There's no shortage of explanations of this online, and a mountain of them emerged after this video became popular. I'll write out a simple version anyway for the curious.

It turns out that there is *a sense* in which those summations are valid, but it's not the sense you're using when you perform ordinary addition. It's also true that the summations emerge in physics. It is also true that the validity of these summations is *in spite of* the rules of "you can't add, subtract, or otherwise deal with infinities, and yes all these sums diverge" that you learn in introductory calculus; it turns out that those rules are also elementary and there are ways around them but you have to be very rigorous to get them right.

An elementary explanation of what happened in the proof is that, in all three infinite sum cases, it is possible to interpret the infinite sum as a more accurate form (but STILL not precise enough to use for regular arithmetic, because infinities are very much not valid, still, we're serious):

S(infinity) = 1+2+3+4+5… ≈ -1/12 + O(infinity)

Where S(n) is a function giving the n'th partial sum of the series, and S(infinity) is an analytic continuation (basically, theoretical extension) of the function to infinity. (The O(infinity) part means "something on the order of infinity")

Point is, that O(infinity) bit hangs around, but *doesn't really disrupt math on the finite part*, which is why algebraic manipulations still seem to work. (Another cute fact: the curve that fits the partial sum function also non-coincidentally takes the value -1/12 at n=0.)

And it's true that this series *always* associates with the finite part -1/12; even though there are some manipulations that can get you to other values, there's a list of 'valid' manipulations that constrains it. (Well, there are other kinds of summations that I don't remember that might get different results.

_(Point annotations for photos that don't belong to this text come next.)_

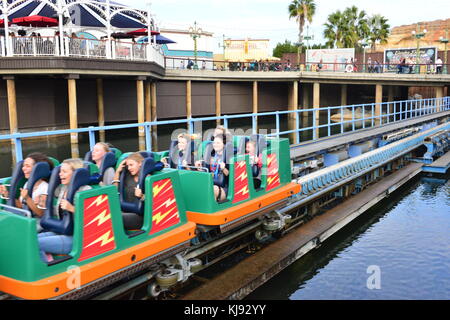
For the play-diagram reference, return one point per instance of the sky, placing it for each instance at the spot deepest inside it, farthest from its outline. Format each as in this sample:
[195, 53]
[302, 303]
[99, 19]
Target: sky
[269, 19]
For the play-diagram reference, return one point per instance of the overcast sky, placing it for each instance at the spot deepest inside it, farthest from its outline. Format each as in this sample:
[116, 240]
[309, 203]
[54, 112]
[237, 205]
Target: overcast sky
[269, 19]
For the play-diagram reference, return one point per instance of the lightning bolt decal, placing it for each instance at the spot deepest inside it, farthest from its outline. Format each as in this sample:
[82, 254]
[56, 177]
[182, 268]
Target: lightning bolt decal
[157, 188]
[104, 239]
[165, 210]
[101, 218]
[97, 221]
[99, 201]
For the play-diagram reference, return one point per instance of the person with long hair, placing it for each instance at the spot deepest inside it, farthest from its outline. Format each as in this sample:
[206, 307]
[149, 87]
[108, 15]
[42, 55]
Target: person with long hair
[133, 193]
[217, 166]
[98, 153]
[51, 242]
[40, 188]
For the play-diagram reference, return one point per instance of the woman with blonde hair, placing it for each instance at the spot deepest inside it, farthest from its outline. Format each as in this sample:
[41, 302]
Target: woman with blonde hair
[51, 242]
[132, 191]
[98, 154]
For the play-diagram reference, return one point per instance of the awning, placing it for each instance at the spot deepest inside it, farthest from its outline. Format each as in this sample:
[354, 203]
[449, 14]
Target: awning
[81, 14]
[159, 39]
[142, 32]
[35, 21]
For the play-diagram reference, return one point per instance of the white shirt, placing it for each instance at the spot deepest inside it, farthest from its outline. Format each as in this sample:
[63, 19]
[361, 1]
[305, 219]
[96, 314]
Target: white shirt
[41, 189]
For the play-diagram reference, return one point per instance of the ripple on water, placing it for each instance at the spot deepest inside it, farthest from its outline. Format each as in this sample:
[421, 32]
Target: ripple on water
[408, 241]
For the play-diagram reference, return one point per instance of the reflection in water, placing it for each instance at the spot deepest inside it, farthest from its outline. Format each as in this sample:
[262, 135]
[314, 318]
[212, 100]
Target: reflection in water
[405, 236]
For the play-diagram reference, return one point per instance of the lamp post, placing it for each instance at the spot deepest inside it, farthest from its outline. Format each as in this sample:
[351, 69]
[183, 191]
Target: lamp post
[364, 45]
[195, 33]
[308, 37]
[223, 46]
[444, 41]
[418, 35]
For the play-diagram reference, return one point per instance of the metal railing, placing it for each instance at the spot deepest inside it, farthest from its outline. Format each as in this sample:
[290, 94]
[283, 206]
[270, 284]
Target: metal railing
[221, 65]
[339, 119]
[80, 47]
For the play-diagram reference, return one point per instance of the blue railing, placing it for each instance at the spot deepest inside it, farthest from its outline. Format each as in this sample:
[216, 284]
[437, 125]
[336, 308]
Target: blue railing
[356, 117]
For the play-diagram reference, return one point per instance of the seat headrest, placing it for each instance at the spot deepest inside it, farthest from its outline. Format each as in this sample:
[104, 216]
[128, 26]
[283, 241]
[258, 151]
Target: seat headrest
[174, 153]
[41, 170]
[260, 142]
[109, 161]
[16, 179]
[149, 166]
[80, 177]
[88, 156]
[147, 154]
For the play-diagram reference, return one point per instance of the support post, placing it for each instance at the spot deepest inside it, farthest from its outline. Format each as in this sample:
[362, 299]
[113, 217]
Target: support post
[439, 96]
[255, 106]
[101, 108]
[154, 117]
[188, 99]
[218, 101]
[12, 104]
[316, 106]
[344, 94]
[148, 102]
[378, 102]
[293, 106]
[140, 112]
[73, 115]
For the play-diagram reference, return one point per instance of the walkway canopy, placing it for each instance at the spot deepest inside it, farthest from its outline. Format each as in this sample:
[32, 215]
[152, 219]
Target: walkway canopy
[107, 14]
[85, 13]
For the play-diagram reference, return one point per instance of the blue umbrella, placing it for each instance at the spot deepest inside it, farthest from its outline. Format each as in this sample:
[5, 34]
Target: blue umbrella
[159, 39]
[81, 14]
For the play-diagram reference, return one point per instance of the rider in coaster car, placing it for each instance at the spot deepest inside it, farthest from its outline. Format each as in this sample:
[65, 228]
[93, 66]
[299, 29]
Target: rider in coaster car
[56, 242]
[215, 161]
[34, 200]
[132, 192]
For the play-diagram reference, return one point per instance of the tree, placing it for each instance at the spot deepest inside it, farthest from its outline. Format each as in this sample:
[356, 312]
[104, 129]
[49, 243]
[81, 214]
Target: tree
[378, 30]
[301, 10]
[345, 29]
[286, 47]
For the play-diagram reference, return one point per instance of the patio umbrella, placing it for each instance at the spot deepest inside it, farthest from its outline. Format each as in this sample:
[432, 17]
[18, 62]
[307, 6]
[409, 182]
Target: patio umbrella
[121, 35]
[35, 21]
[81, 13]
[159, 39]
[142, 32]
[2, 23]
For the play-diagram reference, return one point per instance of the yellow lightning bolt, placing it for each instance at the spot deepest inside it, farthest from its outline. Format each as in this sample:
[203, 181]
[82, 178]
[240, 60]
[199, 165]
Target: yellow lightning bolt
[104, 239]
[101, 218]
[99, 201]
[157, 218]
[270, 180]
[157, 189]
[244, 191]
[243, 176]
[167, 204]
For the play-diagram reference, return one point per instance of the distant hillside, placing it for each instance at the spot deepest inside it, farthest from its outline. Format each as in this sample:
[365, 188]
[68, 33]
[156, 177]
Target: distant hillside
[401, 36]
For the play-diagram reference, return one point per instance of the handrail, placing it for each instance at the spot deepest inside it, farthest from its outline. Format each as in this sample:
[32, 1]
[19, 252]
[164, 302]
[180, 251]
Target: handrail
[390, 112]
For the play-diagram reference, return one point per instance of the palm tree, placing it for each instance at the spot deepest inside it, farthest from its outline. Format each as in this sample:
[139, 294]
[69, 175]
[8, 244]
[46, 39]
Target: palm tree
[301, 10]
[345, 29]
[378, 30]
[334, 30]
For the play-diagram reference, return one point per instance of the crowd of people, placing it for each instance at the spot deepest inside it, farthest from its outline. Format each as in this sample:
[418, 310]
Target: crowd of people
[125, 176]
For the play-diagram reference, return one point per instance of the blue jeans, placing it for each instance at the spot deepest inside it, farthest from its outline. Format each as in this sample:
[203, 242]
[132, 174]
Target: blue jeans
[50, 242]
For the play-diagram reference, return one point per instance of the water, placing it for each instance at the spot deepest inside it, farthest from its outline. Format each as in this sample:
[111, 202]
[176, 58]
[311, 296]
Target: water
[407, 237]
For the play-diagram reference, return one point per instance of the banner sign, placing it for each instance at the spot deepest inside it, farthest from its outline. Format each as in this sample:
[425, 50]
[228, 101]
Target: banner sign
[393, 57]
[332, 59]
[246, 50]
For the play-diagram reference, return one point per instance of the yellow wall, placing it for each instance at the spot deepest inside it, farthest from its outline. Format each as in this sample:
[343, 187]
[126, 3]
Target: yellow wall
[246, 50]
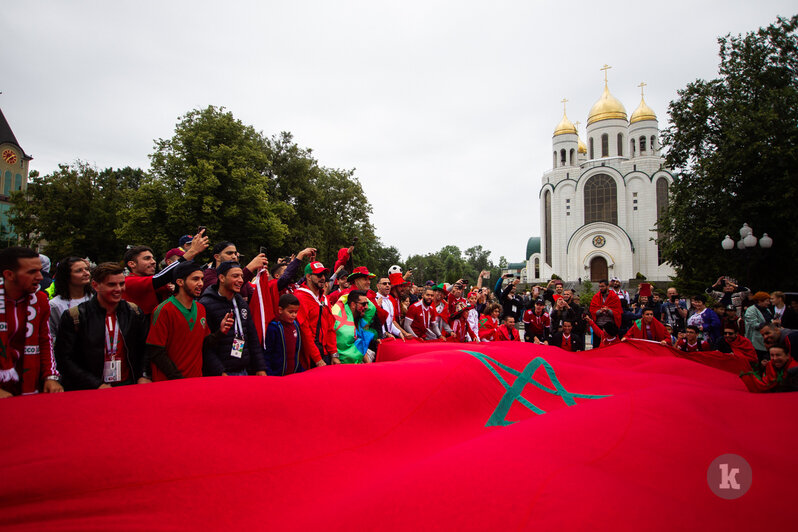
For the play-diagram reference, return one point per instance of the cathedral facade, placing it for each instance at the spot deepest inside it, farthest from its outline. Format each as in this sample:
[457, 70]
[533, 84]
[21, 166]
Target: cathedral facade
[14, 164]
[600, 201]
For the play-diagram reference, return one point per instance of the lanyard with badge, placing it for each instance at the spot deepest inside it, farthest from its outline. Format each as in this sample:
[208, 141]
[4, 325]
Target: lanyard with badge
[112, 371]
[238, 341]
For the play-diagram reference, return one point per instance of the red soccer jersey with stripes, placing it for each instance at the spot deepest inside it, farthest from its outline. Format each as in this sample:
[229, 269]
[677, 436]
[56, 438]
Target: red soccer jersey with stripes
[422, 318]
[181, 331]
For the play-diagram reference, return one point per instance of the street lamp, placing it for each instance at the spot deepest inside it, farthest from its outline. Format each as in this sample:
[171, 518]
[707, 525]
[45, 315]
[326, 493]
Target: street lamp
[748, 241]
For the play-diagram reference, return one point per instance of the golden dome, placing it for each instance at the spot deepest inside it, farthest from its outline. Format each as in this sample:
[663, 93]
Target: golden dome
[643, 112]
[607, 107]
[565, 126]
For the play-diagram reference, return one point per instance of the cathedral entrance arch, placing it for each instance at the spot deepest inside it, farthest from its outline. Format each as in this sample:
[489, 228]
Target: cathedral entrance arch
[598, 268]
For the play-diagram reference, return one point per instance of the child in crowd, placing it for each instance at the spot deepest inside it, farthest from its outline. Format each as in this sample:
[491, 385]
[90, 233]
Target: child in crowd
[283, 341]
[777, 375]
[610, 334]
[691, 343]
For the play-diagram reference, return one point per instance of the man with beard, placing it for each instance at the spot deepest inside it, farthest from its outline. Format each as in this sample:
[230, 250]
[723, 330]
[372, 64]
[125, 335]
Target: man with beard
[100, 342]
[649, 328]
[615, 286]
[389, 328]
[143, 286]
[315, 319]
[420, 321]
[459, 308]
[441, 304]
[27, 362]
[605, 307]
[356, 343]
[399, 288]
[179, 328]
[512, 305]
[537, 323]
[360, 279]
[239, 352]
[567, 339]
[573, 304]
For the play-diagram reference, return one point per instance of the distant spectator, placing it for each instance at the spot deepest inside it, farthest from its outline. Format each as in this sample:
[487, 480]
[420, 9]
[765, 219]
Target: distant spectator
[704, 319]
[726, 291]
[72, 287]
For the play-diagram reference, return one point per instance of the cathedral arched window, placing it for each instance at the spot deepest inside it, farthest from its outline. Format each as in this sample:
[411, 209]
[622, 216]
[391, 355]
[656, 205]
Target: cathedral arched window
[601, 200]
[547, 220]
[662, 204]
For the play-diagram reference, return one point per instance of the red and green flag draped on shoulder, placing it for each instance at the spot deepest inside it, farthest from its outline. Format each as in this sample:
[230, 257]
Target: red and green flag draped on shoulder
[352, 338]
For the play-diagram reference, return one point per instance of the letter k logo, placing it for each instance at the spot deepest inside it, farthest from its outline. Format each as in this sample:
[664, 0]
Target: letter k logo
[728, 477]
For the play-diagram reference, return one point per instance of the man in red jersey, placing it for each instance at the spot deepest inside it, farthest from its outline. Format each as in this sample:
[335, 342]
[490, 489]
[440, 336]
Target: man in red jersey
[420, 320]
[143, 286]
[179, 328]
[27, 362]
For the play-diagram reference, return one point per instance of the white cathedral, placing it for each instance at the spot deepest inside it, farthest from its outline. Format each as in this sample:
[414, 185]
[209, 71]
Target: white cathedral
[599, 203]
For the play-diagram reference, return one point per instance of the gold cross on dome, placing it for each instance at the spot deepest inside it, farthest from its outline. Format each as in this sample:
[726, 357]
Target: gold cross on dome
[605, 68]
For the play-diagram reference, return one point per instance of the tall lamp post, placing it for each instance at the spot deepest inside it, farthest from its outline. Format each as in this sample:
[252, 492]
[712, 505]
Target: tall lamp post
[747, 243]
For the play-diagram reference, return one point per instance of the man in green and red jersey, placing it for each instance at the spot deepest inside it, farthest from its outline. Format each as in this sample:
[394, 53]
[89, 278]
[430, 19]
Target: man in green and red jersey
[143, 286]
[179, 328]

But this value is not *accidentally* associated with this summation.)

And the fact that the series emerges in physics is complicated but amounts to the fact that, in the particular way we've glued math onto physical reality, we've constructed a framework that *also* doesn't care about the infinity term (it's rejected as "nonphysical"!), and so we get the right answer despite dubious math. But physicists are fine with that, because it seems to be working and they don't know a better way to do it yet.